Taxi drivers have brought several European cities to a standstill by mounting one of the biggest ever protests against Uber, a US car service which allows people to order rides and fix fares with a smartphone application.
On Wednesday, drivers of hundreds of London's black taxis snarled traffic in the streets around Trafalgar Square, hooting their horns as they passed Downing Street, the home of Prime Minister David Cameron, and the Houses of Parliament.
In Paris, hundreds of drivers blocked the French capital's airports and staged a "go-slow" during the morning rush hour, while protests were also staged in Madrid, Barcelona, Berlin, Rome and Milan.
"This about an all out assault on our profession, our livelihoods," said Max Small, a driver of one of London's black taxis for 34 years. "These big companies are coming in, not playing by the rules."
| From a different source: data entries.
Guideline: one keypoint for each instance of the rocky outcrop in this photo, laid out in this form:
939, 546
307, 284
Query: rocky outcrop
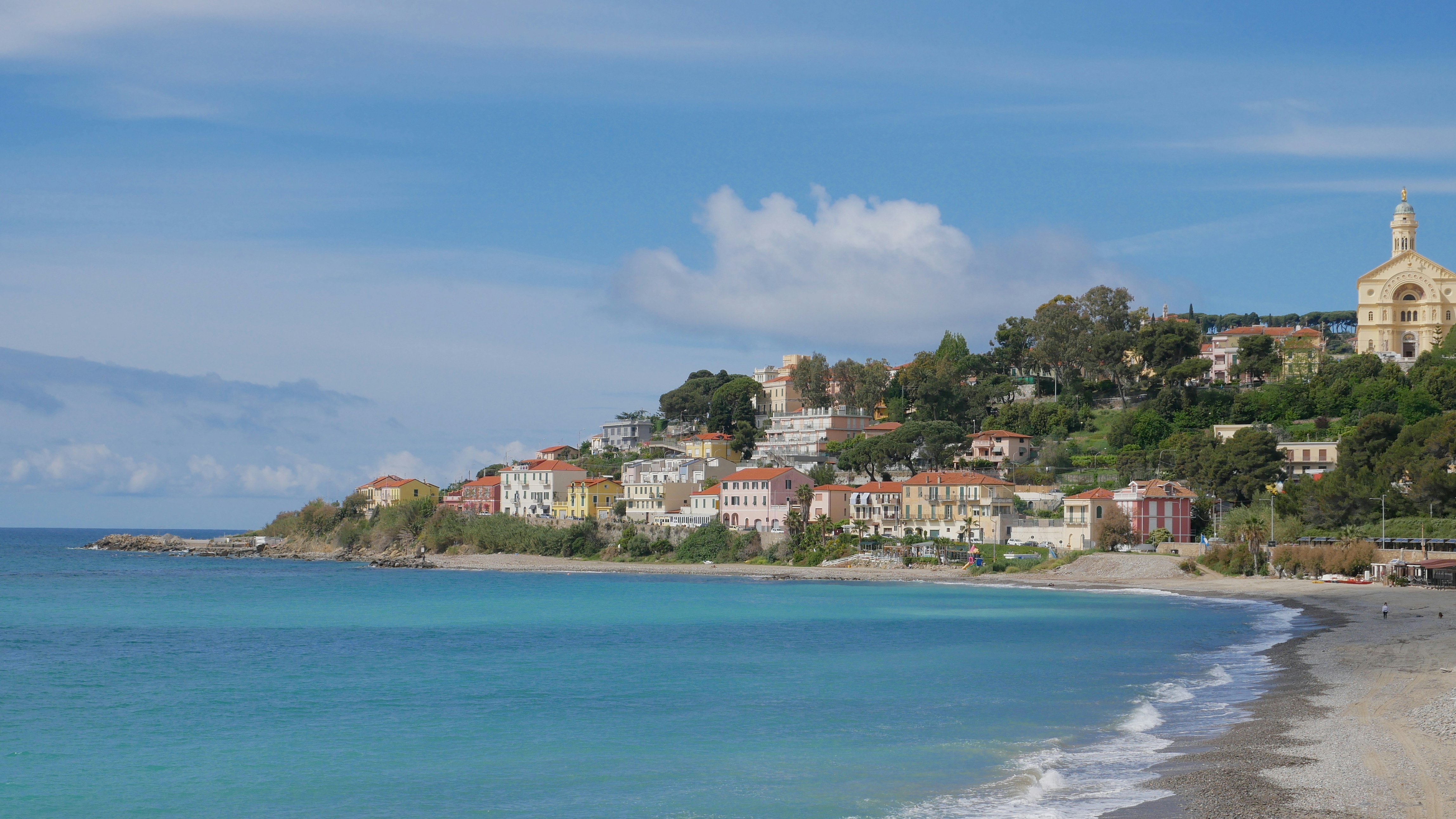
172, 545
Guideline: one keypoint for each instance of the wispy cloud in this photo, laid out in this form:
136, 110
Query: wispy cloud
1203, 238
1342, 142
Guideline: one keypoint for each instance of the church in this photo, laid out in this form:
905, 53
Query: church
1406, 305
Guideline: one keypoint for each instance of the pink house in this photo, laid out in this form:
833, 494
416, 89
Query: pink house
759, 498
1158, 505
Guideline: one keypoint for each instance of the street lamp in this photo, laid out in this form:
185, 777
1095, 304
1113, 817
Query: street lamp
1382, 514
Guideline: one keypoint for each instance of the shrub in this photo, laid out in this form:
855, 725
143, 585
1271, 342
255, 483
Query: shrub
711, 542
1229, 561
1318, 561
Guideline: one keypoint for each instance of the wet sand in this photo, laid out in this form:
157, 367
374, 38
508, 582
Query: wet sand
1361, 722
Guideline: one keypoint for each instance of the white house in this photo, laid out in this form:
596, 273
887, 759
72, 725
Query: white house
532, 487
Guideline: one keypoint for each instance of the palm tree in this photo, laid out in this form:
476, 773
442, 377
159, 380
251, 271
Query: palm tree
825, 523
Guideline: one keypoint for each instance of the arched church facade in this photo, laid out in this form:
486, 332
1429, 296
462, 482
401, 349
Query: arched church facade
1406, 305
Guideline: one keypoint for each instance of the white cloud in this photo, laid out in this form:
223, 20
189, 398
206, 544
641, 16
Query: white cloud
87, 466
858, 271
573, 27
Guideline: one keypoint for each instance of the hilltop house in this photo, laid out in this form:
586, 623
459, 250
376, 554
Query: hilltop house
389, 489
1001, 447
480, 497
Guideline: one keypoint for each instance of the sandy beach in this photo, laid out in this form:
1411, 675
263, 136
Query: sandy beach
1361, 722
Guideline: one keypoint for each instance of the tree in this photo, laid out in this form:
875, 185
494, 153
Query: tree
692, 401
746, 438
1113, 326
1171, 351
812, 379
734, 403
1258, 357
1059, 337
861, 384
1243, 466
940, 441
806, 497
794, 524
1011, 345
1117, 530
822, 475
Taxi drivers across Europe level a variety of charges against Uber: that its applications break local taxi rules; that its drivers fail to comply with local insurance rules; and that it is therefore in breach of licensing and safety regulations.
Uber, backed by investors such as Goldman Sachs and Google, refute all those allegations, a spokeswoman said. Uber said its applications and its drivers comply with local regulations.
"What you are seeing today is an industry that has not faced competition for decades. Now finally we are seeing competition from companies such as Uber which is bringing choice to customers," said Pierre-Dimitri Gore-Coty, Uber Regional General Manager for Europe.
Uber has expanded rapidly since it was founded by two US technology entrepreneurs, Travis Kalanick and Garrett Camp, and now operates in 128 cities across 37 countries.
Ironically, the protest against Uber has provided the app widespread publicity, and the company has taken advantage by offering discounts during the strike.